Y ciertamente; algo de reacción se había operado en él, a pesar de su debilidad, muy grande aún, pues estaba pronto a ir desde su carera hasta el camino cuando llegase el momento de abandonar a Casa Cerrada.
Parecía estar seguro, de sí mismo, por algunas horas a lo menos; después sería de él lo que pluguiera a Dios, porque nada le importaba perder la vida, con tal de volver a abrazar a sus amigos, de asegurar la tranquilidad de su hija y de ver a Juan en medio de los franco-canadienses, prontos a emprender una lucha suprema.
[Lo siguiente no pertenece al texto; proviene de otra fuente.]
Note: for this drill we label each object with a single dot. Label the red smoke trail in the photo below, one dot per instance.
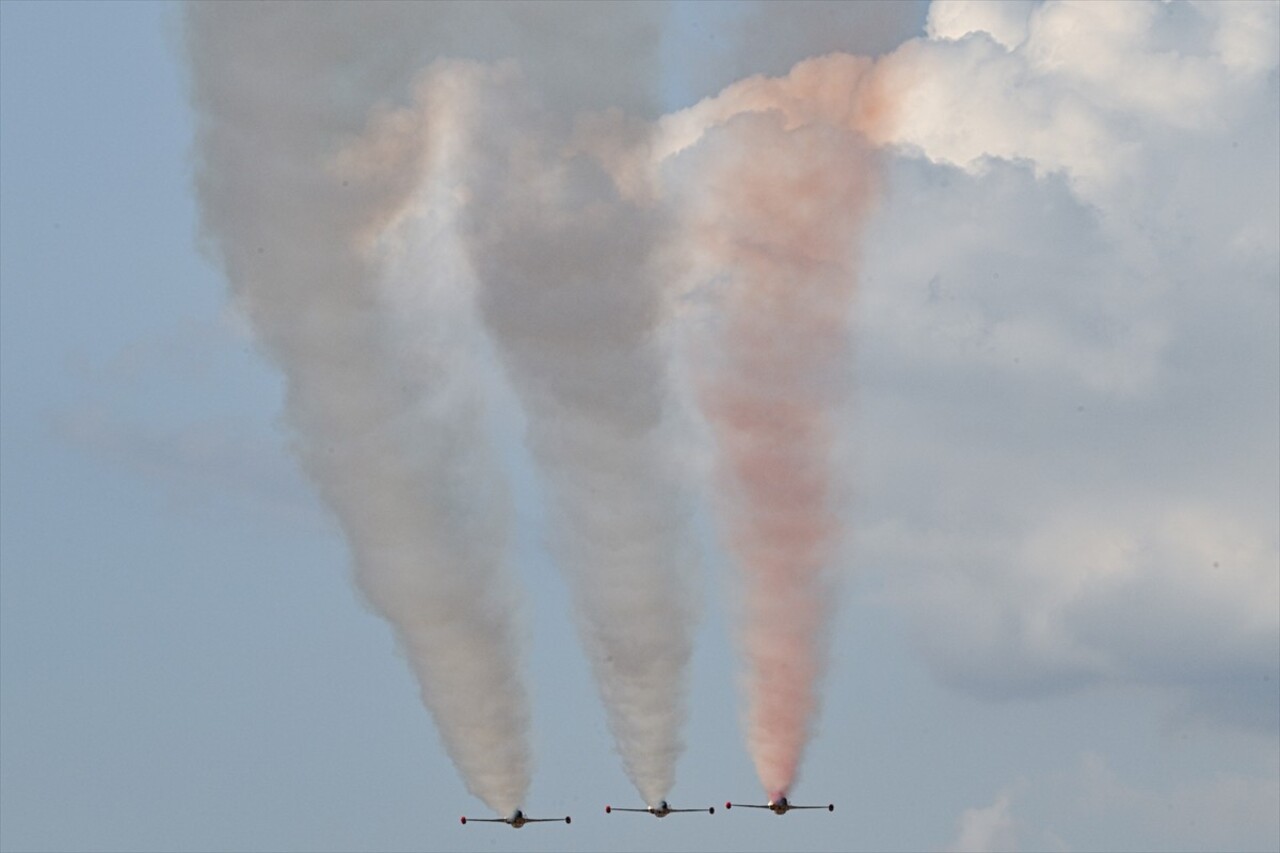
(785, 194)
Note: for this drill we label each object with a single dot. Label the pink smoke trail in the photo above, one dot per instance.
(787, 179)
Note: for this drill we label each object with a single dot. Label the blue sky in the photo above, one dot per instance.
(1064, 383)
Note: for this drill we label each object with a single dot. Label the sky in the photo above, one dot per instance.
(1056, 620)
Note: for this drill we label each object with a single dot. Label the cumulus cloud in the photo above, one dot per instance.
(987, 830)
(1069, 352)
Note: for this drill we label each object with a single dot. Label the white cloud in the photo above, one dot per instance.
(1070, 359)
(987, 830)
(1219, 811)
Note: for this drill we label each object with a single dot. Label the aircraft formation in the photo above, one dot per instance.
(517, 819)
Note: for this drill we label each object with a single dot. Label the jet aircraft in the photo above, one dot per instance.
(661, 810)
(780, 806)
(516, 820)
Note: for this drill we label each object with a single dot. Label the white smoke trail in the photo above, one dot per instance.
(775, 178)
(359, 305)
(388, 429)
(568, 274)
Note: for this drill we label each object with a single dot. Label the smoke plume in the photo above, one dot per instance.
(785, 181)
(394, 188)
(383, 416)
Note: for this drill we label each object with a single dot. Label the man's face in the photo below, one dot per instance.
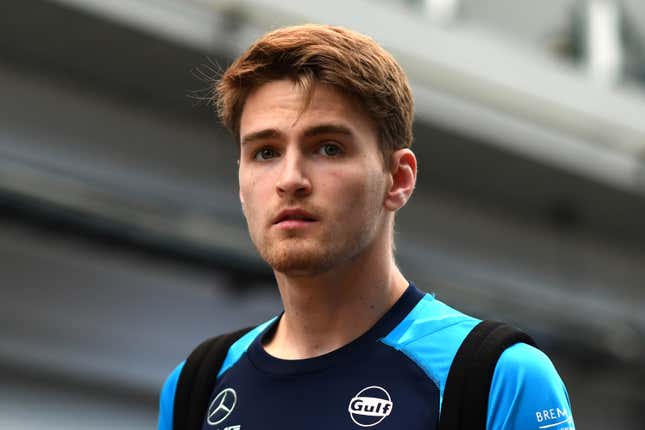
(312, 182)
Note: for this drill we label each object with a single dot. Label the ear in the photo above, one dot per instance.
(403, 178)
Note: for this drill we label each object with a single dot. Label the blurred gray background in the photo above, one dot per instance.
(122, 243)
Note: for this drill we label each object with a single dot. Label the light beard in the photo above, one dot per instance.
(300, 257)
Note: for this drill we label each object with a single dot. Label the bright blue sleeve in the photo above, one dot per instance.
(167, 399)
(527, 393)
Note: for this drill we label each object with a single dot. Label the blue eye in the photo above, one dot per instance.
(265, 154)
(330, 150)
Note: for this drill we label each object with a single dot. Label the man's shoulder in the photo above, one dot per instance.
(430, 336)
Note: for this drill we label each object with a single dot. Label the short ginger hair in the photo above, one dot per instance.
(349, 61)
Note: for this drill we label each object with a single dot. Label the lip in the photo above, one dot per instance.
(295, 217)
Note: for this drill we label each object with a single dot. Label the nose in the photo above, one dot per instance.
(293, 180)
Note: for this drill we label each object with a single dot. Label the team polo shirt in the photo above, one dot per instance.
(390, 378)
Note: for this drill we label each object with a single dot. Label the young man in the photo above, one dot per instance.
(323, 119)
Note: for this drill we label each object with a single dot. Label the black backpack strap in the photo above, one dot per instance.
(465, 399)
(197, 380)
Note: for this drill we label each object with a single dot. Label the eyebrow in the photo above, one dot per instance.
(272, 133)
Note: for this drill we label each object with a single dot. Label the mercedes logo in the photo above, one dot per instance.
(221, 406)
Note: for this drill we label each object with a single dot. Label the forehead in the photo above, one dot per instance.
(284, 106)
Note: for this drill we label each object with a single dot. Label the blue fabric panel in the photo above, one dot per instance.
(430, 336)
(238, 348)
(167, 399)
(527, 393)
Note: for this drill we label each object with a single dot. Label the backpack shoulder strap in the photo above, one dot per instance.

No había duda; aquel viaje se imponía. Si el señor de Vaudreuil no había de sobrevivir a sus heridas, ¿qué sería de su hija en Casa Cerrada, sola en el mundo, no teniendo más apoyo que el de una anciana? En la frontera americana, en Swanton, en Plattsburg, hallaría a sus hermanos de armas, a sus amigos más adictos, y entre ellos a uno cuyos sentimientos conocía y aprobaba.